Y don Juan se retiró con aire compungido.

El virrey había llegado a Lima en enero de 1639, y dos meses más tarde su bellísima y joven esposa, doña Francisca Henríquez de Ribera, a la que había desembarcado en Paita para no exponerla a los azares de un probable combate naval con los piratas. Algún tiempo después se sintió la virreina atacada de esa fiebre periódica que se designa con el nombre de terciana, y que era conocida por los incas como endémica en el valle del Rímac.

Sabido es que, cuando on 1378 Pachacutec envió un ejército de treinta mil cuzqueños a la conquista de Pachacamac, perdió lo más florido de sus tropas a estragos de la terciana. En los primeros siglos de la dominación europea, los españoles que se avecinaban en Lima pagaban también tributo a esta terrible enfermedad, de la que muchos sanaban sin específico conocido y a otros arrebataba el mal.

La condesa de Chinchón estaba desahuciada. La ciencia, por boca do su oráculo don Juan de Vega, había fallado.

-¡Tan joven y tan bella! -decía a su amigo el desconsolado esposo-. ¡Pobre Francisca! ¿Quién te habría dicho que no volverías a ver tu cielo de Castilla ni los carmenes de Granada? ¡Dios mío! ¡Un milagro, Señor, un milagro...!
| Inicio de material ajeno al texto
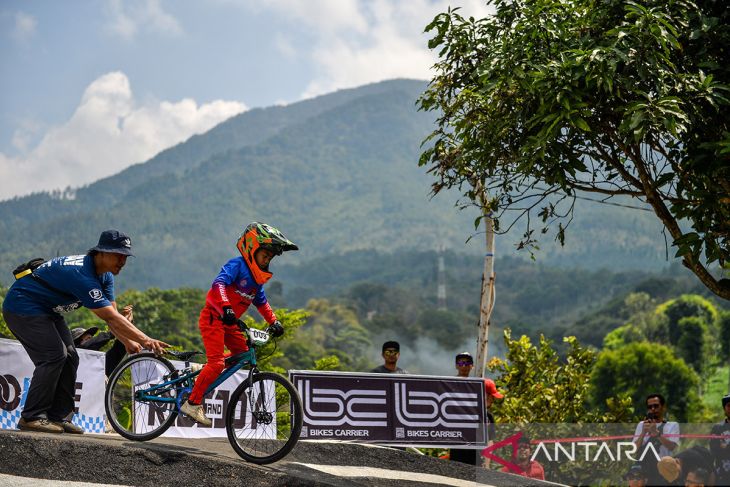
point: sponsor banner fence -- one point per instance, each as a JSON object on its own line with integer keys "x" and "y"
{"x": 16, "y": 371}
{"x": 397, "y": 409}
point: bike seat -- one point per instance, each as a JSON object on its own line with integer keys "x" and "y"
{"x": 184, "y": 356}
{"x": 234, "y": 358}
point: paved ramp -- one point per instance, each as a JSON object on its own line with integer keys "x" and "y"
{"x": 113, "y": 460}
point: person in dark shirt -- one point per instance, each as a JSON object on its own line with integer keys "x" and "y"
{"x": 391, "y": 354}
{"x": 33, "y": 310}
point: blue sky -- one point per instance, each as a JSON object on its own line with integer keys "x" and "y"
{"x": 89, "y": 87}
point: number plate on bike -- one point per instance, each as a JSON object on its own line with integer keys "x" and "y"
{"x": 258, "y": 337}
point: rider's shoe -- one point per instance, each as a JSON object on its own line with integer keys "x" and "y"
{"x": 195, "y": 412}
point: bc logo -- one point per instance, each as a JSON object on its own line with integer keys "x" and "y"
{"x": 427, "y": 409}
{"x": 333, "y": 407}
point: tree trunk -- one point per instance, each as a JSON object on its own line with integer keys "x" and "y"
{"x": 488, "y": 292}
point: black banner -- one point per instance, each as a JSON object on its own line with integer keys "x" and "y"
{"x": 392, "y": 408}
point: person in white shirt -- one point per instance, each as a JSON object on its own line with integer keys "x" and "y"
{"x": 657, "y": 435}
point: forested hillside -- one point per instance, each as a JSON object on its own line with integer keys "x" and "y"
{"x": 336, "y": 173}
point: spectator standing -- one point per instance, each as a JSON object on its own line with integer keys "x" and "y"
{"x": 720, "y": 447}
{"x": 527, "y": 467}
{"x": 390, "y": 354}
{"x": 464, "y": 364}
{"x": 656, "y": 431}
{"x": 474, "y": 457}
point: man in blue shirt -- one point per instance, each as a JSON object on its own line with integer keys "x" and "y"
{"x": 33, "y": 311}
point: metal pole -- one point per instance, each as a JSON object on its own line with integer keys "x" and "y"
{"x": 488, "y": 292}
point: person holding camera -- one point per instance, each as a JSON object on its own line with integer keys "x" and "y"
{"x": 657, "y": 434}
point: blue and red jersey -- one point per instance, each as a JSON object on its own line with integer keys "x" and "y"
{"x": 235, "y": 287}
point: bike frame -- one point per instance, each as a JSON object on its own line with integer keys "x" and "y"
{"x": 244, "y": 359}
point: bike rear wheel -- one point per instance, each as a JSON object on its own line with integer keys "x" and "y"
{"x": 134, "y": 419}
{"x": 264, "y": 418}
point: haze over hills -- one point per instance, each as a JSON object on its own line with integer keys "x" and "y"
{"x": 337, "y": 173}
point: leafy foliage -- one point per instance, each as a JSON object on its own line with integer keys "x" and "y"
{"x": 548, "y": 99}
{"x": 542, "y": 387}
{"x": 640, "y": 368}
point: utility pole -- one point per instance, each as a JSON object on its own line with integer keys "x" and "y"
{"x": 441, "y": 290}
{"x": 487, "y": 297}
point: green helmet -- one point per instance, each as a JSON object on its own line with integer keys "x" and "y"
{"x": 262, "y": 236}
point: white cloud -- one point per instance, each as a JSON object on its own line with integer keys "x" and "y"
{"x": 108, "y": 132}
{"x": 364, "y": 41}
{"x": 128, "y": 17}
{"x": 25, "y": 27}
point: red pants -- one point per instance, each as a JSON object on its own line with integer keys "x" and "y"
{"x": 215, "y": 335}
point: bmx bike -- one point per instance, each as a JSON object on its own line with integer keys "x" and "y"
{"x": 263, "y": 418}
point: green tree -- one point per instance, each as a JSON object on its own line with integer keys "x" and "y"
{"x": 640, "y": 368}
{"x": 686, "y": 306}
{"x": 693, "y": 345}
{"x": 540, "y": 387}
{"x": 549, "y": 99}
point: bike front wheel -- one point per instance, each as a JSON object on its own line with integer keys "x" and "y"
{"x": 264, "y": 418}
{"x": 135, "y": 419}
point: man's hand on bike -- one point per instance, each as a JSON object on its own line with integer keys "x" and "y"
{"x": 276, "y": 329}
{"x": 132, "y": 347}
{"x": 156, "y": 346}
{"x": 229, "y": 316}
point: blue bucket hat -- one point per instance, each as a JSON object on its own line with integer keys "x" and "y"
{"x": 115, "y": 242}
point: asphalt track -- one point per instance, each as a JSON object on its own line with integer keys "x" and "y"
{"x": 29, "y": 459}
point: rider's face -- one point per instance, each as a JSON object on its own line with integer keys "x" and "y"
{"x": 263, "y": 258}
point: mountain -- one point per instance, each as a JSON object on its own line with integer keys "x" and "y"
{"x": 336, "y": 174}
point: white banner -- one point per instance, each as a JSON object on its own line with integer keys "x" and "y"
{"x": 16, "y": 371}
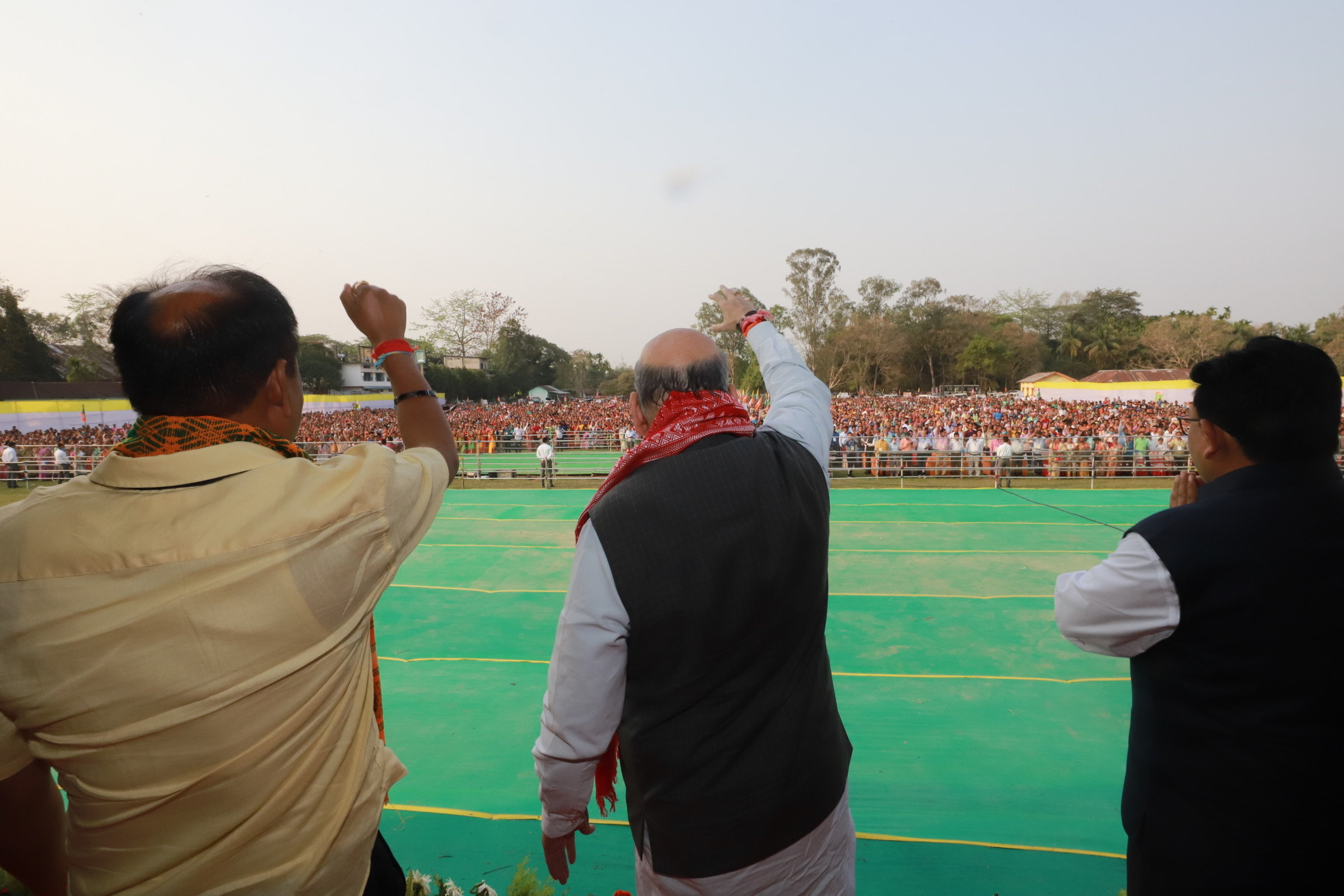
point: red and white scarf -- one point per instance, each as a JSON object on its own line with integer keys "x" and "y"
{"x": 684, "y": 419}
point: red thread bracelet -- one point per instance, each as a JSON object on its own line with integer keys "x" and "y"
{"x": 391, "y": 346}
{"x": 753, "y": 319}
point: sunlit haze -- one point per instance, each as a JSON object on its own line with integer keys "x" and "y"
{"x": 610, "y": 164}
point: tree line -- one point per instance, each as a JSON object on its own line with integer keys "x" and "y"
{"x": 912, "y": 338}
{"x": 888, "y": 338}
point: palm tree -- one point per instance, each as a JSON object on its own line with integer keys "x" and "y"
{"x": 1070, "y": 340}
{"x": 1105, "y": 344}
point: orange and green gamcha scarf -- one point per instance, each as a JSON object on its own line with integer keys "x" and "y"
{"x": 156, "y": 436}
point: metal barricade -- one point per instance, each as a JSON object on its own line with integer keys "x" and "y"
{"x": 1050, "y": 464}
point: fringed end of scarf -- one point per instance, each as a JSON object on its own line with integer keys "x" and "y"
{"x": 605, "y": 777}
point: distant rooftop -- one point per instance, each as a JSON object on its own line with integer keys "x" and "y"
{"x": 1047, "y": 375}
{"x": 1139, "y": 376}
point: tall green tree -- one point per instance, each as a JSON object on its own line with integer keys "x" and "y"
{"x": 522, "y": 361}
{"x": 24, "y": 356}
{"x": 319, "y": 368}
{"x": 875, "y": 296}
{"x": 818, "y": 307}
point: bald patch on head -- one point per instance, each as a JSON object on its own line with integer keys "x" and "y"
{"x": 178, "y": 308}
{"x": 678, "y": 348}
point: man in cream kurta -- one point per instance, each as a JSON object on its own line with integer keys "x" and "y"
{"x": 185, "y": 637}
{"x": 195, "y": 661}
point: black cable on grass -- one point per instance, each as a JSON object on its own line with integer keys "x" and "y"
{"x": 1062, "y": 511}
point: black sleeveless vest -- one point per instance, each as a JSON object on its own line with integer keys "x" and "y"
{"x": 1233, "y": 781}
{"x": 731, "y": 745}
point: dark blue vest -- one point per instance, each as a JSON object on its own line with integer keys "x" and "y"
{"x": 731, "y": 745}
{"x": 1234, "y": 745}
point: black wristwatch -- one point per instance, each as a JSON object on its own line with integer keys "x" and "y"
{"x": 416, "y": 394}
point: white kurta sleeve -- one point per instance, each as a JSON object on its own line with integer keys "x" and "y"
{"x": 1120, "y": 608}
{"x": 800, "y": 403}
{"x": 585, "y": 689}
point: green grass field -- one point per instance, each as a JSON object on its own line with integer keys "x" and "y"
{"x": 972, "y": 719}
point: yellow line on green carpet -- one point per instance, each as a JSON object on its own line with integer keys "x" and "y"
{"x": 488, "y": 816}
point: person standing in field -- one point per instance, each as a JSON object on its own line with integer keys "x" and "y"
{"x": 10, "y": 457}
{"x": 691, "y": 645}
{"x": 186, "y": 633}
{"x": 1228, "y": 608}
{"x": 546, "y": 454}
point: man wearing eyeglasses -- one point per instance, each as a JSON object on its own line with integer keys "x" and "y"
{"x": 1228, "y": 606}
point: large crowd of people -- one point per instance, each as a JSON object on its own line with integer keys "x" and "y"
{"x": 884, "y": 436}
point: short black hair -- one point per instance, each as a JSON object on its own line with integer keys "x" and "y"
{"x": 217, "y": 356}
{"x": 1277, "y": 398}
{"x": 654, "y": 383}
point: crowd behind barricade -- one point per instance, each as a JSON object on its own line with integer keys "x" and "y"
{"x": 1007, "y": 436}
{"x": 881, "y": 436}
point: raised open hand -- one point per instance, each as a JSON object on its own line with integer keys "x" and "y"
{"x": 734, "y": 308}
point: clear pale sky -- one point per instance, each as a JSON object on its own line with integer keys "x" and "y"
{"x": 609, "y": 164}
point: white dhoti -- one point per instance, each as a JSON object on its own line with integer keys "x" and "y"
{"x": 820, "y": 864}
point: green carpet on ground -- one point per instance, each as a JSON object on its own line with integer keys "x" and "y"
{"x": 972, "y": 718}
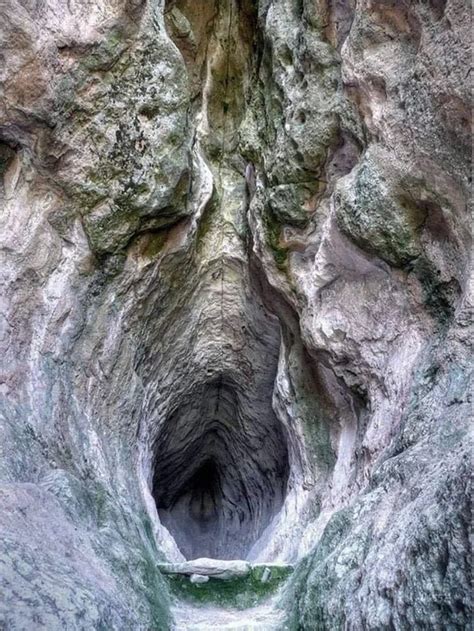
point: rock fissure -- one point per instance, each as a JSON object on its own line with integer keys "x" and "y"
{"x": 235, "y": 315}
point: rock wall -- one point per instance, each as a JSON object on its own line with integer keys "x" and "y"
{"x": 236, "y": 309}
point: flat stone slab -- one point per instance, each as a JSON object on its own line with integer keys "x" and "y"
{"x": 215, "y": 568}
{"x": 220, "y": 568}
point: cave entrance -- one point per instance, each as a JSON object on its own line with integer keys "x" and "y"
{"x": 221, "y": 471}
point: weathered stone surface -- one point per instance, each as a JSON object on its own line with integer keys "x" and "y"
{"x": 236, "y": 312}
{"x": 215, "y": 568}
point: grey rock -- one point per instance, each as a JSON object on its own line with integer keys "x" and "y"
{"x": 236, "y": 313}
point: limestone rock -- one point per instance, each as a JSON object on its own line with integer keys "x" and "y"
{"x": 236, "y": 315}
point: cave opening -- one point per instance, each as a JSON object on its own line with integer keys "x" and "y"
{"x": 220, "y": 472}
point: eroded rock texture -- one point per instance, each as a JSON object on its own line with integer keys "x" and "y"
{"x": 235, "y": 308}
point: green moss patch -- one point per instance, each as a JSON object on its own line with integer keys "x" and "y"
{"x": 240, "y": 593}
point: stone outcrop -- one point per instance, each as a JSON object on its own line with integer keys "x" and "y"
{"x": 235, "y": 313}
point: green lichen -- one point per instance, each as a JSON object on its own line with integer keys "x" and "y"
{"x": 273, "y": 237}
{"x": 240, "y": 593}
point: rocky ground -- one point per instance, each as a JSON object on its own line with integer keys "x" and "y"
{"x": 236, "y": 313}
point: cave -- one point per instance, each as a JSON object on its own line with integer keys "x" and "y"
{"x": 217, "y": 485}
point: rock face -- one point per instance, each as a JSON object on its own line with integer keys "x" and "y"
{"x": 235, "y": 310}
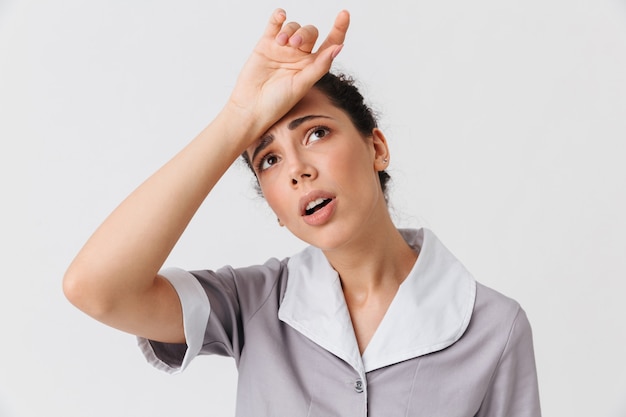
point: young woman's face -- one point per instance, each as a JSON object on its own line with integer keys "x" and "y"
{"x": 320, "y": 175}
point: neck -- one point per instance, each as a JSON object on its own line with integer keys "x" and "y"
{"x": 377, "y": 261}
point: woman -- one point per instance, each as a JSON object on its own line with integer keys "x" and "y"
{"x": 368, "y": 320}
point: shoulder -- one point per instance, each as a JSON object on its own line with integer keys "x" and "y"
{"x": 497, "y": 318}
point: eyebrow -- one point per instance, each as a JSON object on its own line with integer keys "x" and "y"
{"x": 267, "y": 140}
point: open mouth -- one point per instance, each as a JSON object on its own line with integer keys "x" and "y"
{"x": 316, "y": 205}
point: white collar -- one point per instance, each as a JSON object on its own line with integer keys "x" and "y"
{"x": 430, "y": 311}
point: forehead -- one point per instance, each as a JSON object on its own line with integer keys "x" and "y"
{"x": 313, "y": 102}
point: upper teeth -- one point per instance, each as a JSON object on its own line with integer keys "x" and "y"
{"x": 314, "y": 203}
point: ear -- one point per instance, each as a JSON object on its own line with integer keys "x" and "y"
{"x": 381, "y": 150}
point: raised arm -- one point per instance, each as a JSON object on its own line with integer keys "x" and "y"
{"x": 114, "y": 276}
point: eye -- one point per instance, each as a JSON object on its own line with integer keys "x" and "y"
{"x": 266, "y": 162}
{"x": 317, "y": 133}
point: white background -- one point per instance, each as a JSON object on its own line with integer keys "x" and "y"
{"x": 507, "y": 125}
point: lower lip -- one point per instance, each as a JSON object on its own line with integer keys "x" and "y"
{"x": 321, "y": 216}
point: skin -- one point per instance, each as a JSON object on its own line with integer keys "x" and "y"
{"x": 114, "y": 278}
{"x": 327, "y": 154}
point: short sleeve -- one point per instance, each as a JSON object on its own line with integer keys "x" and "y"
{"x": 216, "y": 306}
{"x": 513, "y": 391}
{"x": 174, "y": 358}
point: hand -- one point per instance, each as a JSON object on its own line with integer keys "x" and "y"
{"x": 283, "y": 68}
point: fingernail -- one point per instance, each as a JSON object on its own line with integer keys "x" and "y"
{"x": 296, "y": 40}
{"x": 282, "y": 39}
{"x": 336, "y": 51}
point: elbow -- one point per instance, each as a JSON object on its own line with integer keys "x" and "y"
{"x": 82, "y": 291}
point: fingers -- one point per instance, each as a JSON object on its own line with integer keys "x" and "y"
{"x": 286, "y": 33}
{"x": 304, "y": 37}
{"x": 275, "y": 23}
{"x": 337, "y": 34}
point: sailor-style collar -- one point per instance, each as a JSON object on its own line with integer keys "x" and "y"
{"x": 430, "y": 311}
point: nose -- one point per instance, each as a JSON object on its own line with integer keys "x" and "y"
{"x": 300, "y": 170}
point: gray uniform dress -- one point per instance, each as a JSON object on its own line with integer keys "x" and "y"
{"x": 447, "y": 345}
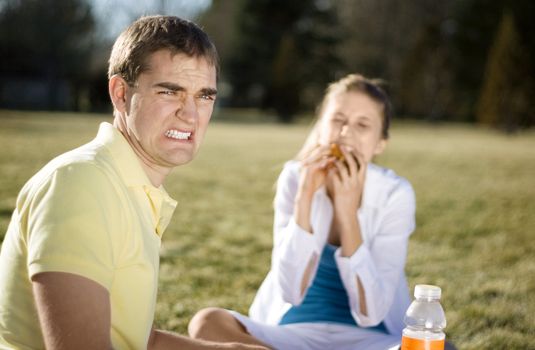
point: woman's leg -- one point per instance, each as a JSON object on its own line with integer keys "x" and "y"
{"x": 217, "y": 324}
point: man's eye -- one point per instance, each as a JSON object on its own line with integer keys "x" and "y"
{"x": 207, "y": 97}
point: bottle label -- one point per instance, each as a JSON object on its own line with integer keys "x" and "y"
{"x": 421, "y": 344}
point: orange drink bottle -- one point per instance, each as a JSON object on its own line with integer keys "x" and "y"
{"x": 424, "y": 320}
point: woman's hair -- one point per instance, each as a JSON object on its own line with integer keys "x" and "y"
{"x": 153, "y": 33}
{"x": 350, "y": 83}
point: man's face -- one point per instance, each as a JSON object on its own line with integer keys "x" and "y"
{"x": 168, "y": 110}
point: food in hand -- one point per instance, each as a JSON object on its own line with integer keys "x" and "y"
{"x": 336, "y": 152}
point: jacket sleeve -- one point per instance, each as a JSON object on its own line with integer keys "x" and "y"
{"x": 293, "y": 247}
{"x": 379, "y": 263}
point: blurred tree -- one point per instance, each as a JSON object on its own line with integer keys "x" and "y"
{"x": 506, "y": 99}
{"x": 285, "y": 53}
{"x": 47, "y": 40}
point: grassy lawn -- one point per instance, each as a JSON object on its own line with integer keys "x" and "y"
{"x": 475, "y": 216}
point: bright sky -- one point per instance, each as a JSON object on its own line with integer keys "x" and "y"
{"x": 115, "y": 15}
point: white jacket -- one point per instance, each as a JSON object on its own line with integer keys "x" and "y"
{"x": 386, "y": 219}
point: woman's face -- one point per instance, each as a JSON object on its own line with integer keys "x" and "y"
{"x": 354, "y": 120}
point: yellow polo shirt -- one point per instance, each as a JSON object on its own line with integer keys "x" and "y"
{"x": 91, "y": 212}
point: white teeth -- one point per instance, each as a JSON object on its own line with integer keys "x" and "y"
{"x": 175, "y": 134}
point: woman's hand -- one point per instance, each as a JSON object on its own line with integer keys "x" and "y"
{"x": 312, "y": 177}
{"x": 347, "y": 182}
{"x": 313, "y": 170}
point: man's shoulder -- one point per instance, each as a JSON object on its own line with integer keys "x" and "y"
{"x": 88, "y": 165}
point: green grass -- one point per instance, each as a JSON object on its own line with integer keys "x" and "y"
{"x": 475, "y": 216}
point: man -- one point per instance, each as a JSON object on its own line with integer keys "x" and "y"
{"x": 79, "y": 263}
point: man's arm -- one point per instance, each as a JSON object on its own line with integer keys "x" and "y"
{"x": 74, "y": 311}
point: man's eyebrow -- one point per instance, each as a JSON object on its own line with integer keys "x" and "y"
{"x": 176, "y": 87}
{"x": 169, "y": 86}
{"x": 209, "y": 91}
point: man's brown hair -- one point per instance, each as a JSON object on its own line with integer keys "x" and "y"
{"x": 153, "y": 33}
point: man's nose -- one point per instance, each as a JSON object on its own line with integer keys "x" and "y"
{"x": 187, "y": 109}
{"x": 346, "y": 130}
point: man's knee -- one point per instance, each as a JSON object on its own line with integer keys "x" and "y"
{"x": 207, "y": 321}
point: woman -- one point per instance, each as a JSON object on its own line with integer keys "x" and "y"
{"x": 341, "y": 232}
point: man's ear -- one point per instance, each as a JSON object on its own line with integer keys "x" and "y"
{"x": 380, "y": 147}
{"x": 117, "y": 88}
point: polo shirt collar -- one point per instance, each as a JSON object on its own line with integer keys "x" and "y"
{"x": 133, "y": 175}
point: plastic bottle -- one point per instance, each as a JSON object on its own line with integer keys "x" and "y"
{"x": 424, "y": 320}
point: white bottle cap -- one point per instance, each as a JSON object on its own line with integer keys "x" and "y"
{"x": 427, "y": 291}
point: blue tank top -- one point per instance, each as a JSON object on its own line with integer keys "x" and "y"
{"x": 326, "y": 299}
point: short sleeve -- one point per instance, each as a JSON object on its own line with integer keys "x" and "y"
{"x": 72, "y": 217}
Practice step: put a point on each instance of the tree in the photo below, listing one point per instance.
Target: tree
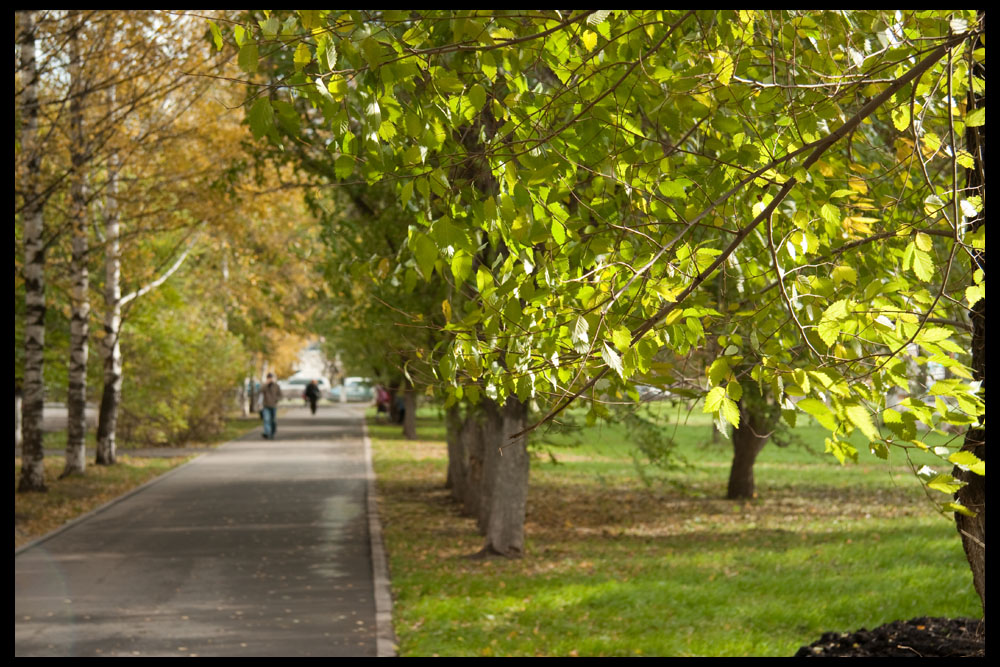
(32, 462)
(641, 158)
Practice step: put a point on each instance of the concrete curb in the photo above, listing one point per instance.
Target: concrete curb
(385, 636)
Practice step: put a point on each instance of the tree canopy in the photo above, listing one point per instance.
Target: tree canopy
(784, 183)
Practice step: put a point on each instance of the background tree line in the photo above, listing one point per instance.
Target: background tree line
(153, 271)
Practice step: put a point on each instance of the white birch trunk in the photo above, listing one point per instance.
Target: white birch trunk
(32, 455)
(76, 399)
(107, 425)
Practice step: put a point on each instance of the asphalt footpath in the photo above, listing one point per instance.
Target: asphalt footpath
(258, 548)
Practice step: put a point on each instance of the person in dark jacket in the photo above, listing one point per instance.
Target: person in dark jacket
(311, 394)
(270, 394)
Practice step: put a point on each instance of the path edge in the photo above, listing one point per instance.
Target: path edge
(108, 505)
(385, 636)
(114, 501)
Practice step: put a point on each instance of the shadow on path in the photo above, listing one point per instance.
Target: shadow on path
(258, 548)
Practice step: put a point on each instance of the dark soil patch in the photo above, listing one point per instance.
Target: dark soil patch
(916, 638)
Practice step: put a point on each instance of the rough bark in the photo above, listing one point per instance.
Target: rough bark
(32, 455)
(505, 479)
(18, 395)
(465, 459)
(107, 425)
(973, 495)
(748, 441)
(410, 412)
(76, 399)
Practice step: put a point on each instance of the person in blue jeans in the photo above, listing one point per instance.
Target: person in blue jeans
(270, 394)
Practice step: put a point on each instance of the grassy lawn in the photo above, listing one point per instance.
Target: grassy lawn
(37, 514)
(620, 566)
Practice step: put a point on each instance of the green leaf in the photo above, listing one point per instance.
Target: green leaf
(261, 118)
(718, 371)
(714, 399)
(976, 117)
(859, 416)
(558, 232)
(829, 325)
(723, 66)
(923, 265)
(622, 338)
(731, 411)
(845, 273)
(248, 57)
(425, 253)
(901, 118)
(969, 461)
(734, 390)
(819, 411)
(461, 266)
(302, 57)
(343, 167)
(612, 359)
(598, 17)
(580, 330)
(216, 35)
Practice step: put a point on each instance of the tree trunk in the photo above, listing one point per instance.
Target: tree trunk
(973, 495)
(748, 440)
(32, 455)
(465, 459)
(409, 412)
(107, 421)
(505, 474)
(76, 399)
(18, 396)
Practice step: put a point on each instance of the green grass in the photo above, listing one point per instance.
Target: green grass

-Se salvará la condesa, excelentísimo señor -contestó una voz en la puerta de la habitación.

El virrey se volvió sorprendido. Era un sacerdote, un hijo de Ignacio de Loyola, el que había pronunciado tan consoladoras palabras.

El conde de Chinchón se inclinó ante el jesuita. Éste continuó:

-Quiero ver a la virreina, tenga vuecencia fe, y Dios hará el resto.

El virrey condujo al sacerdote al lecho de la moribunda.

Un mes después se daba una gran fiesta, en palacio, en celebración del restablecimiento de doña Francisca.

La virtud febrífuga de la cascarilla quedaba descubierta.

Atacado de fiebres un indio de Loja, llamado Pedro de Leyva, bebió, para calmar los ardores de la sed, del agua de un remanso, en cuyas orillas crecían algunos árboles de quina. Salvado así, hizo la experiencia de dar de beber a otros enfermos del mismo mal cántaros de agua en los que depositaba raíces de cascarilla. Con su descubrimiento vino a Lima y lo comunicó a un jesuita, quien, realizando la feliz curación de la virreina, hizo a la humanidad mayor servicio que el fraile que inventó la pólvora.

Los jesuitas guardaron por algunos años el secreto, y a ellos acudía todo el que era atacado de tercianas. Por eso, durante mucho tiempo, los polvos de la corteza de quina se conocieron con el nombre de polvos de los jesuitas o polvos de la condesa.

El doctor Scrivener dice que un médico inglés, mister Talbot, curó con la quinina al príncipe de Conde, al delfín, a Colbert y otros personajes importantes. Vendió el secreto al gobierno francés por una suma considerable y obtuvo una pensión vitalicia. Linneo, tributando en ello un homenaje a la virreina, condesa de Chinchón, señaló a la quina el nombre que hoy le da la ciencia: Chinchona.